The IRS Passive Loss Labyrinth: RE Pros, Part III

How to navigate the IRS Passive Loss Labyrinth, continued from Part II

Real Estate Professionals and Material Participation. This is the third of IV parts.

By Gary Krupa, CPA

Updated:

September 7, 2021
September 8, 2021

The Passive Loss Labyrinth

The IRS Passive Loss Labyrinth

Material participation tests according to the IRS regulations

 

There are seven quantitative tests. You need to pass only one of these tests in order to qualify for a tax year. Here they are:

Test no. I. You need to participate in the activity for more than 500 hours.

Test no. II. You need to participate for all or nearly all of the time spent on such an activity for the year.

Test no. III. You need to participate for more than 100 hours during the tax year, and for no less than any other individual for the year.

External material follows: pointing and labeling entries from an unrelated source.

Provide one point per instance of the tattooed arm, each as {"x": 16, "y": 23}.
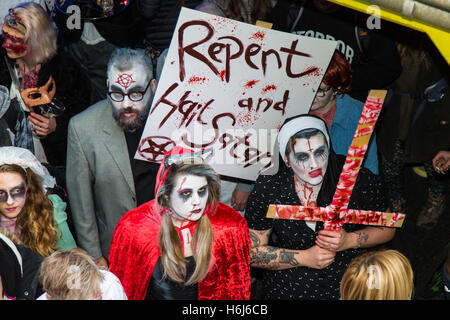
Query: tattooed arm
{"x": 364, "y": 238}
{"x": 370, "y": 237}
{"x": 272, "y": 258}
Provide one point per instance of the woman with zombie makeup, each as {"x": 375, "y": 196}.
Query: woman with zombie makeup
{"x": 301, "y": 260}
{"x": 340, "y": 111}
{"x": 29, "y": 41}
{"x": 184, "y": 244}
{"x": 27, "y": 208}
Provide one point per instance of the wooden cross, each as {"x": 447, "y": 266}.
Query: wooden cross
{"x": 337, "y": 213}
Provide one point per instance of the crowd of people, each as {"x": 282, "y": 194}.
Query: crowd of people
{"x": 82, "y": 219}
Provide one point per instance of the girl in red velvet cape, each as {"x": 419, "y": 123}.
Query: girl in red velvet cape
{"x": 140, "y": 241}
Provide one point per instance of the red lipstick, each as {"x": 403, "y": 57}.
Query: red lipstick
{"x": 315, "y": 173}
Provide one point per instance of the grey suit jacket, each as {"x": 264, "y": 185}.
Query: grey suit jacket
{"x": 99, "y": 178}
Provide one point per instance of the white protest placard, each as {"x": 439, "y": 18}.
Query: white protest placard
{"x": 229, "y": 85}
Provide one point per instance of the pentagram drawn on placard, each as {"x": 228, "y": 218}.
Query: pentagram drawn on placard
{"x": 153, "y": 148}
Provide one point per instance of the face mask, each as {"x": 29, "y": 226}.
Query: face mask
{"x": 189, "y": 197}
{"x": 309, "y": 159}
{"x": 40, "y": 95}
{"x": 132, "y": 87}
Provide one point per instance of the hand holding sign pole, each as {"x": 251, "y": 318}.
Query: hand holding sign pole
{"x": 337, "y": 213}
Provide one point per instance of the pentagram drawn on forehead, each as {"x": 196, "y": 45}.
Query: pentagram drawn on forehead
{"x": 125, "y": 80}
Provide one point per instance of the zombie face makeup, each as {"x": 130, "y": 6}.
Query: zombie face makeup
{"x": 14, "y": 42}
{"x": 12, "y": 194}
{"x": 130, "y": 95}
{"x": 309, "y": 159}
{"x": 39, "y": 95}
{"x": 189, "y": 197}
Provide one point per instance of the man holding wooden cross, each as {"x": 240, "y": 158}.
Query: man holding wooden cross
{"x": 306, "y": 259}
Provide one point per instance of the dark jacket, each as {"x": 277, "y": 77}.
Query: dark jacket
{"x": 430, "y": 132}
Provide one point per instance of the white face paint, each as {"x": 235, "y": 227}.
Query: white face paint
{"x": 309, "y": 159}
{"x": 189, "y": 197}
{"x": 130, "y": 114}
{"x": 12, "y": 194}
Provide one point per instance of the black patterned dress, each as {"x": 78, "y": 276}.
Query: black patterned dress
{"x": 303, "y": 282}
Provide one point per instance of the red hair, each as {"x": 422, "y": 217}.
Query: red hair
{"x": 339, "y": 74}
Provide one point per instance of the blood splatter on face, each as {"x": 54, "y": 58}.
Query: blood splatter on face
{"x": 309, "y": 159}
{"x": 189, "y": 197}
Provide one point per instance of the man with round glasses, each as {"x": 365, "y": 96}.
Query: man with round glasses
{"x": 104, "y": 181}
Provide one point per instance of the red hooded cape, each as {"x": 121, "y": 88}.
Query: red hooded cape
{"x": 135, "y": 251}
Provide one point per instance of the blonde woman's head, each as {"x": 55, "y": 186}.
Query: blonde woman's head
{"x": 378, "y": 275}
{"x": 40, "y": 33}
{"x": 70, "y": 275}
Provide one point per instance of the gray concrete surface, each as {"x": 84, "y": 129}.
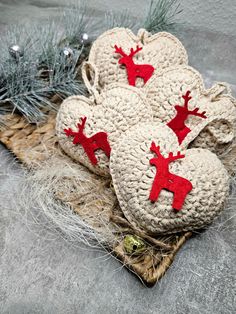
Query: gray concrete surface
{"x": 41, "y": 273}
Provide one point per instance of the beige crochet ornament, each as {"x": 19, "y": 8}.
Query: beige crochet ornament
{"x": 87, "y": 128}
{"x": 178, "y": 97}
{"x": 163, "y": 191}
{"x": 120, "y": 56}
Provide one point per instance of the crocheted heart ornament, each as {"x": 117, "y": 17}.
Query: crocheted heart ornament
{"x": 121, "y": 56}
{"x": 88, "y": 128}
{"x": 161, "y": 190}
{"x": 178, "y": 97}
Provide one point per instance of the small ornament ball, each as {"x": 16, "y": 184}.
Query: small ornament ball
{"x": 133, "y": 244}
{"x": 16, "y": 51}
{"x": 84, "y": 38}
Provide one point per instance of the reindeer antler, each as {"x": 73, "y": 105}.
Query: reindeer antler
{"x": 120, "y": 51}
{"x": 155, "y": 149}
{"x": 133, "y": 52}
{"x": 193, "y": 112}
{"x": 171, "y": 157}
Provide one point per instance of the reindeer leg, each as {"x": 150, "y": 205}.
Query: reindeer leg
{"x": 90, "y": 152}
{"x": 155, "y": 191}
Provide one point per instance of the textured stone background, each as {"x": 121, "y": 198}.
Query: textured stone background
{"x": 41, "y": 273}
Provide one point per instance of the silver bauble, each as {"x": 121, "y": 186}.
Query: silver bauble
{"x": 16, "y": 51}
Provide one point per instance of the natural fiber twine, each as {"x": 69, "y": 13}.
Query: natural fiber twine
{"x": 33, "y": 145}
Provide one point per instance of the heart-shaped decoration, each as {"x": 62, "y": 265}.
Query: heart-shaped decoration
{"x": 88, "y": 128}
{"x": 197, "y": 185}
{"x": 210, "y": 112}
{"x": 143, "y": 53}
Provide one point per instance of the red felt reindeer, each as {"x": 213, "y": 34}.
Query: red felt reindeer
{"x": 144, "y": 71}
{"x": 90, "y": 144}
{"x": 168, "y": 181}
{"x": 177, "y": 124}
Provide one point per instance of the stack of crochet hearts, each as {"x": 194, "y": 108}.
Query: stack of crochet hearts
{"x": 152, "y": 126}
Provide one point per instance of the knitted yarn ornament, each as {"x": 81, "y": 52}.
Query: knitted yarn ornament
{"x": 143, "y": 55}
{"x": 108, "y": 115}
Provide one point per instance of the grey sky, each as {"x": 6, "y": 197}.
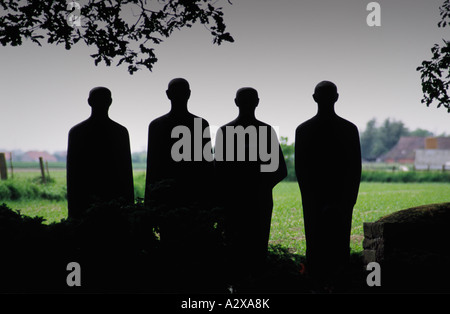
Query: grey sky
{"x": 283, "y": 48}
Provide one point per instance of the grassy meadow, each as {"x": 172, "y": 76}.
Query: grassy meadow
{"x": 375, "y": 200}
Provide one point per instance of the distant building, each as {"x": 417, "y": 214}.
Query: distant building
{"x": 436, "y": 154}
{"x": 404, "y": 152}
{"x": 423, "y": 152}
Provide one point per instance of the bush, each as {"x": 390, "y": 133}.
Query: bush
{"x": 16, "y": 189}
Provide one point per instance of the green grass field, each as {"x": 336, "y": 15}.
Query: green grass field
{"x": 374, "y": 201}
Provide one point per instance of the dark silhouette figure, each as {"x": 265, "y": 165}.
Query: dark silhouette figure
{"x": 328, "y": 169}
{"x": 243, "y": 148}
{"x": 179, "y": 157}
{"x": 98, "y": 159}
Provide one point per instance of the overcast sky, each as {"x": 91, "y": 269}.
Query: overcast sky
{"x": 283, "y": 48}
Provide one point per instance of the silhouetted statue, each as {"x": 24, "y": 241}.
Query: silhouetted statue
{"x": 249, "y": 163}
{"x": 328, "y": 169}
{"x": 98, "y": 159}
{"x": 179, "y": 154}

Test no. IV. You need to spend more than 500 hours in all significant participation activities during the tax year.*

Test no. V. You materially participated in the activity for five of the preceding 10 tax years.

Test no. VI. The activity has to be a personal service activity. It’s also one you must have materially participated in for any three tax years preceding the tax year.**

OR

Test no. VII. You must participate in the activity on a regular, continuous, and substantial basis during the year, based on all of the facts and circumstances.

You’d determine material participation on an annual basis.

Other considerations for determining your material participation

Don’t count the hours you spend as an employee unless you own at least 5% of your employer.

A District Court interpreted the RE Professional rules more flexibly than the IRS did. I.E. It ruled that an attorney may count his or her legal services for a Real Estate firm as real estate services.

The ruling applies to services in other fields beside real estate as well. It may include bookkeeping or secretarial work you do for a real estate office. As a result, you can count your time spent performing non-real estate services.

You must manage or assist in the managing of your real property trade or business. If all you do is invest in the business or manage its finances, you can’t count your hours spent as material participation.

A limited partner in a real property activity may prove material participation by satisfying tests no. 1, 5 and 6 above.

If you’re married and own a real estate activity, you must count your spouse’s hours of service in the activity. That’ll help you establish material participation, yet it won’t help you qualify as a Real Estate Professional.

See Step 3 in Part II under “Next, determine whether or not you qualify”.

How to substantiate your material participation

You can do this for an activity by any reasonable means. For example, you can maintain time reports or logs, but it’s not required. All you need to do is make entries in your appointment book, on your calendar, or in a work diary. That way you can estimate the number of hours you spend that way.

Yet the courts have held that the IRS doesn’t have to accept a “ballpark estimate”. That’s why your records should be “contemporaneous”, or maintained around the same time as your activity or shortly thereafter.

Next, in Part IV: How to avoid having to pay the Net Investment Income Tax (NIIT)

For more information on Material Participation

Re: Material Participation / Remote location hours, read this The Tax Adviser article: MPRLH

If you’re ambitious about this topic, I suggest reading Temporary regulation Section 1.469-5T(a)(5)

*Meaning a trade or business you’re involved in for more than 100 hours during a tax year. It doesn’t include a rental activity unless you provide services. In general, in a trade or business, you sell goods, perform services or do both. At the same time, you don’t materially participate in it under tests 1 to 3 and 5 to 7 listed here.

** In other words, one in which you perform personal services. It can be in a professional field such as health, law, engineering, architecture, accounting, actuarial science, performing arts, and consulting. Or it can be in a trade or business in which capital is not a material income-producing factor.